No evangelho, João é enfático ao afirmar que aqueles que não creem em Cristo já estão julgados. Porém, de igual modo, ele afirma que quem nele crê não é julgado (cf. Jo 3.18). Mas qual a razão destes que creem não serem condenados, se também são pecadores?
A razão é exatamente o fato de Cristo Jesus ter assumido a nossa dívida e tomado o cálice da ira de Deus em lugar do seu povo. Essa foi também a razão de sua angústia no Getsêmani. Por amor do seu povo, ele experimentaria um sofrimento incomparavelmente maior que o físico, a quebra da comunhão perfeita com o Pai e a sua ira. Foi isso que o levou a bradar na cruz: “Deus meu, Deus meu, por que me desamparaste” (Mt 27.46).
Isaías, bem antes de isso acontecer na história, havia profetizado: “Ele foi traspassado pelas nossas transgressões e moído pelas nossas iniquidades; o castigo que nos traz a paz estava sobre ele, e pelas suas pisaduras fomos sarados. [...] ao Senhor agradou moê-lo, fazendo- enfermar; quando der ele a sua alma como oferta pelo pecado, verá a sua posteridade e prolongará os seus dias [...] (ele) levou sobre si o pecado de muitos e pelos transgressores intercedeu” (Leia todo capítulo 53 de Isaías).
Jesus não levou simplesmente uma surra em seu lugar, mas recebeu sobre si a ira do Deus Todo-Poderoso que deveria cair sobre você.
Como nos lembramos disso?
Durante toda a história da redenção podemos ver Deus ordenando a seu povo a lembrança de alguns eventos.

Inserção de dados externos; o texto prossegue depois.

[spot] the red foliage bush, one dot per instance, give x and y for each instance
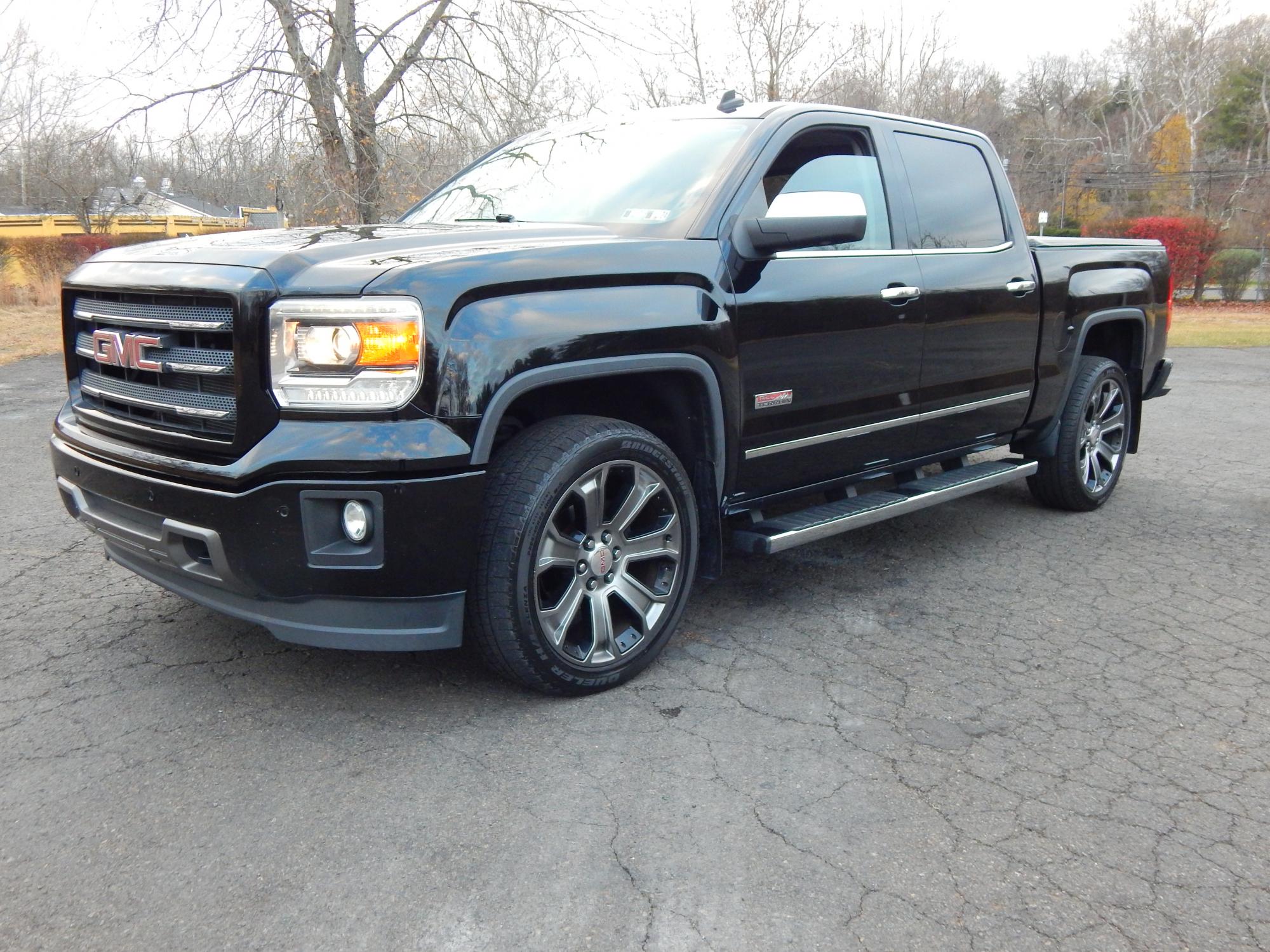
(1191, 243)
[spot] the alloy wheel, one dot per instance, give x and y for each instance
(609, 564)
(1103, 439)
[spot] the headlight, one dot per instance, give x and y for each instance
(358, 354)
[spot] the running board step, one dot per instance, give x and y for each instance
(830, 520)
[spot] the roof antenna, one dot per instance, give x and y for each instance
(731, 102)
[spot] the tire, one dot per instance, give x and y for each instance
(1084, 474)
(587, 550)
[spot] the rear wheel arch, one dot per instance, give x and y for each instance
(1120, 336)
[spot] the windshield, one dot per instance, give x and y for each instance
(645, 173)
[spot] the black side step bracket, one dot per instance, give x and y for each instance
(831, 519)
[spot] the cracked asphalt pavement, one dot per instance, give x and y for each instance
(982, 727)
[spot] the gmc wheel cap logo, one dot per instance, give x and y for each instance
(117, 350)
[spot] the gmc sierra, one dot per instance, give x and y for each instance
(538, 407)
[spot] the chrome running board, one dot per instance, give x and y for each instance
(831, 519)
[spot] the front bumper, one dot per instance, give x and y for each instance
(274, 554)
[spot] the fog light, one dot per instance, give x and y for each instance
(358, 521)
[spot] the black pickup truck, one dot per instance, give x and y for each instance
(540, 406)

Foi assim com a Páscoa. Deus iria derramar sua ira sobre o Egito, matando todos os primogênitos, mas faria distinção não matando os primogênitos do seu povo. Ele ordenou então que se tomasse um cordeiro, colocasse o seu sangue na verga das portas e o comessem assado. Quando o Senhor começasse a ferir o Egito ele “passaria” as casas com sangue. Páscoa significa exatamente isso, passagem, e os israelitas deveriam celebrá-la todos os anos para lembrar que o Senhor os havia libertado do Egito e os livrado também da sua ira. O cordeiro foi morto em lugar dos filhos de Israel.
No Novo Testamento percebemos que foi exatamente na Páscoa que Cristo Jesus, o Cordeiro de Deus que tira o pecado do mundo (Jo 1.29), instituiu a Ceia, como uma lembrança de sua obra (Mt 26.18-30). A Ceia seria em memória daquele que deu o seu corpo e o seu sangue, “o sangue da [nova] aliança, derramado em favor de muitos, para remissão de pecados” (Mt 26.28).

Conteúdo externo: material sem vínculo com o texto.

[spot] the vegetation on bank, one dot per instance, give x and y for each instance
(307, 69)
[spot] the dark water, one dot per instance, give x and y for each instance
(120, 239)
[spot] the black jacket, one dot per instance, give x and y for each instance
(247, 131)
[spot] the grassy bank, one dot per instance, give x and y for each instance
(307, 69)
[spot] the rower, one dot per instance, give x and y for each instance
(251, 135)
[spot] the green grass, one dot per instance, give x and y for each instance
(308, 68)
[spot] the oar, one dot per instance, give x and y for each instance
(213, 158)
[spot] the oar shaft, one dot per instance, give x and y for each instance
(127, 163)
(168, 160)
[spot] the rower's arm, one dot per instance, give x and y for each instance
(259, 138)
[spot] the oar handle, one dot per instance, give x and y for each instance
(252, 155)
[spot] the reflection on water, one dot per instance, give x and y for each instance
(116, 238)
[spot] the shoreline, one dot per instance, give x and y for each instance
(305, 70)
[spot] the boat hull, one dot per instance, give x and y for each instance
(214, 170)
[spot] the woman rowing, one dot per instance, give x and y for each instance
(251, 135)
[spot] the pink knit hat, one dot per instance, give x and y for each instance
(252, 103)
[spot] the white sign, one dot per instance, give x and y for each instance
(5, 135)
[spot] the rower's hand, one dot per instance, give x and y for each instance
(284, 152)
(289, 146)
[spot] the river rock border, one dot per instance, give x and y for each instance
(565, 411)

A Ceia representa para o cristão aquilo que a Páscoa representa para o judeu. É interessante notar que, após a morte do Senhor, não há mais menção às comemorações da Páscoa pela igreja, mas às celebrações da Ceia do Senhor.
Diante da Ceia nos examinamos para comer do pão e beber do cálice (1Co 11.28), entendendo que não podemos permanecer em nosso pecado diante da lembrança do sacrifício do Cordeiro de Deus. Na carta aos Coríntios, Paulo afirmou que eles não poderiam se orgulhar do pecado exatamente porque “Cristo, nossa páscoa, foi sacrificado por nós” (1Co 5.7).
A Páscoa cristã é a Ceia do Senhor. Entendendo-a, você poderá expressar diante dela toda a emoção por ter Cristo Jesus recebido a ira de Deus em seu lugar. Porém, se a Ceia não encena isso, nenhuma outra encenação o fará.